Attachment Parenting ist die englischsprachige Bezeichnung für bindungs- und bedürfnisorientierte Erziehung. Auf diesem Blog taucht „Attachment Parenting“ eigentlich nicht auf – also inhaltlich natürlich schon, aber die Bezeichnung selbst so gut wie gar nicht. Privat verwende ich das Label erst recht nicht und das hat so seine Gründe, die ich in diesem Blogpost gerne ausführen möchte, da ich glaube, dass viele Eltern für die Erziehung Beziehung ihrer Kinder kein großes Etikett brauchen oder zumindest eine nachvollziehbare Verunsicherung spüren, bestimmte Etiketten zu verwenden. Denn dann will (muss?) man dem gewählten Etikett ja schließlich auch irgendwie gerecht werden. Ohne explizite Bezeichnung des eigenen Lebens bzw. bestimmter Verhaltensverweisen mit konkreten Begriffen lebt es sich oftmals schlicht konfliktfreier. Dann muss man auch nicht einer Vielzahl von spezifischen Erwartungen, die von verschiedenen Seiten an den Begriff herangetragen werden, gerecht werden. Andererseits finden wir natürlich über das Schlagwort Attachment Parenting schnell Gleichgesinnte und auch Informationen, die uns selbst in unserer Elternschaft helfen.

Im Titel steht so locker flockig: Die Attachment Parenting-Falle. Zugegeben, das ist ganz schön vieldeutig – doch genau so ist es gemeint. Anfangen möchte ich zunächst ganz grundsätzlich: Schubladen, Etiketten, Bezeichnungen, Label – nennt es, wie ihr wollt – sind was ganz Feines, denn sie machen diese unglaublich komplexe Welt für uns handhabbar. Wir können nicht jeden einzelnen Aspekt unserer Wirklichkeit immer differenzierter aufdröseln und ständig alle Zusammenhänge, Ursachen wie Wirkungen, immer schön mitbedenken. Das geht einfach nicht, denn dann würden wir alle in einem Zustand völliger Handlungsunfähigkeit verharren. Wir brauchen Schubladen und zwar ständig. In jeder einzelnen Situation abstrahieren wir fast alle uns zugänglichen Informationen, indem wir sie in Schubladen werfen. Auf diese Weise können wir uns einigen wenigen Einzelaspekten gezielt zuwenden. Wir fragen eben nicht die ganze Zeit „Warum? Warum? Warum? …und lösen eine unendliche Kette von Kausalitäten aus, sondern versuchen vordergründig ganz bestimmte Probleme zu lösen. Zum Beispiel wollen wir, dass das Kind JETZT schläft oder aufhört zu weinen oder wir wollen auf Toilette oder… na ihr könnt es euch schon denken.

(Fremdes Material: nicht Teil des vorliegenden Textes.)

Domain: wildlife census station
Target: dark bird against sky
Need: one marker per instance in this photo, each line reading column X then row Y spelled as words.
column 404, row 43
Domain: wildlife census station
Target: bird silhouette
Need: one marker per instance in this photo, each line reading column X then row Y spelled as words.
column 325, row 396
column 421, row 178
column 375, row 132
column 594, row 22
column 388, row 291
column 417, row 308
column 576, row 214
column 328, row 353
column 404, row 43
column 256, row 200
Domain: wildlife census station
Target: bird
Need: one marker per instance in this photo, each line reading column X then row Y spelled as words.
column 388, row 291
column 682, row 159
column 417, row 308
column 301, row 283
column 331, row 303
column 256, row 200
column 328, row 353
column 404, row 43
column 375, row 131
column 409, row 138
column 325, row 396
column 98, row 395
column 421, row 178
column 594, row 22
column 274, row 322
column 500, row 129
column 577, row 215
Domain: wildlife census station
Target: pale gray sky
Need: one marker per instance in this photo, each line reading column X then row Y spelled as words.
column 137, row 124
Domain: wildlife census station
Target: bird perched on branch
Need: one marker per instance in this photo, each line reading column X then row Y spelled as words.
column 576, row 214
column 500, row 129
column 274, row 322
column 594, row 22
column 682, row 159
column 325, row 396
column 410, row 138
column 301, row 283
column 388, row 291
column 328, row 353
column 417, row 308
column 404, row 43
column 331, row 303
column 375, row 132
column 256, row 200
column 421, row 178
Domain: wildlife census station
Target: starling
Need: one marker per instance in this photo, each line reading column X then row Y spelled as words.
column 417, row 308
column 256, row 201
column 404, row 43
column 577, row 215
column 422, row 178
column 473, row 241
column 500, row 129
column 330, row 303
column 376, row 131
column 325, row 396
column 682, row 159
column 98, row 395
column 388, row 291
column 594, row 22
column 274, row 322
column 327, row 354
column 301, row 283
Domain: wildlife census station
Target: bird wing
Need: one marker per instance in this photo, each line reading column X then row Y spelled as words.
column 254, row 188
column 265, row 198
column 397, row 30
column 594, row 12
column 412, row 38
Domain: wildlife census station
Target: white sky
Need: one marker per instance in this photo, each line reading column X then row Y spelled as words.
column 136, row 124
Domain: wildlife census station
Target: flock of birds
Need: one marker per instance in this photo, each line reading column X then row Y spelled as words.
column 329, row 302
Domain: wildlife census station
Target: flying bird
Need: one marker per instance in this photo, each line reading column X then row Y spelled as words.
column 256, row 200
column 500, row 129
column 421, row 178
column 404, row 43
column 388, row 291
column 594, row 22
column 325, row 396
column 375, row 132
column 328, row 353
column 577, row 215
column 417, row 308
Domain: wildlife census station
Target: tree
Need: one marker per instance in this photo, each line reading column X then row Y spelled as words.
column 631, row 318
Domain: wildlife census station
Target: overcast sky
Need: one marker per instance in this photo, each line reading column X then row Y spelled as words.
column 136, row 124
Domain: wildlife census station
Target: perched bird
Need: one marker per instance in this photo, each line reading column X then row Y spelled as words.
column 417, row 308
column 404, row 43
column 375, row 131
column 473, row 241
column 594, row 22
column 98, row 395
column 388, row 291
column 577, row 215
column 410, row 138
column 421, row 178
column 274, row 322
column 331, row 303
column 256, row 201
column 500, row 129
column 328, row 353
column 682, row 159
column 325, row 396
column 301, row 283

Nun leben wir in einer Zeit, in der man sich glücklicherweise ausführlich und auch differenziert Gedanken darüber macht, was Kinder brauchen, um zu gesunden, stabilen und halbwegs zufriedenen Erwachsenen zu werden. Die körperliche und geistige Entwicklung von Kindern ist nicht nur Thema der Wissenschaft, sondern auch von uns Eltern. Immer mehr Eltern erziehen ihre Kinder nicht einfach mehr nach dem Muster „weil man das schon immer so gemacht hat“, sondern reflektieren zunehmend mehr Aspekte der Kindererziehung und -beziehung. Klar, manche Eltern machen das sehr umfassend und andere weniger, aber generell ist da schon eine gesteigerte Reflexivität zu beobachten. Man macht als Eltern nicht mehr alles einfach so, wie es die eigenen Eltern gemacht haben, sondern modifiziert das ehemals Bewährte oder wirft es sogar völlig über den Haufen. Nie oder zumindest nur extrem selten alles, aber eben teilweise.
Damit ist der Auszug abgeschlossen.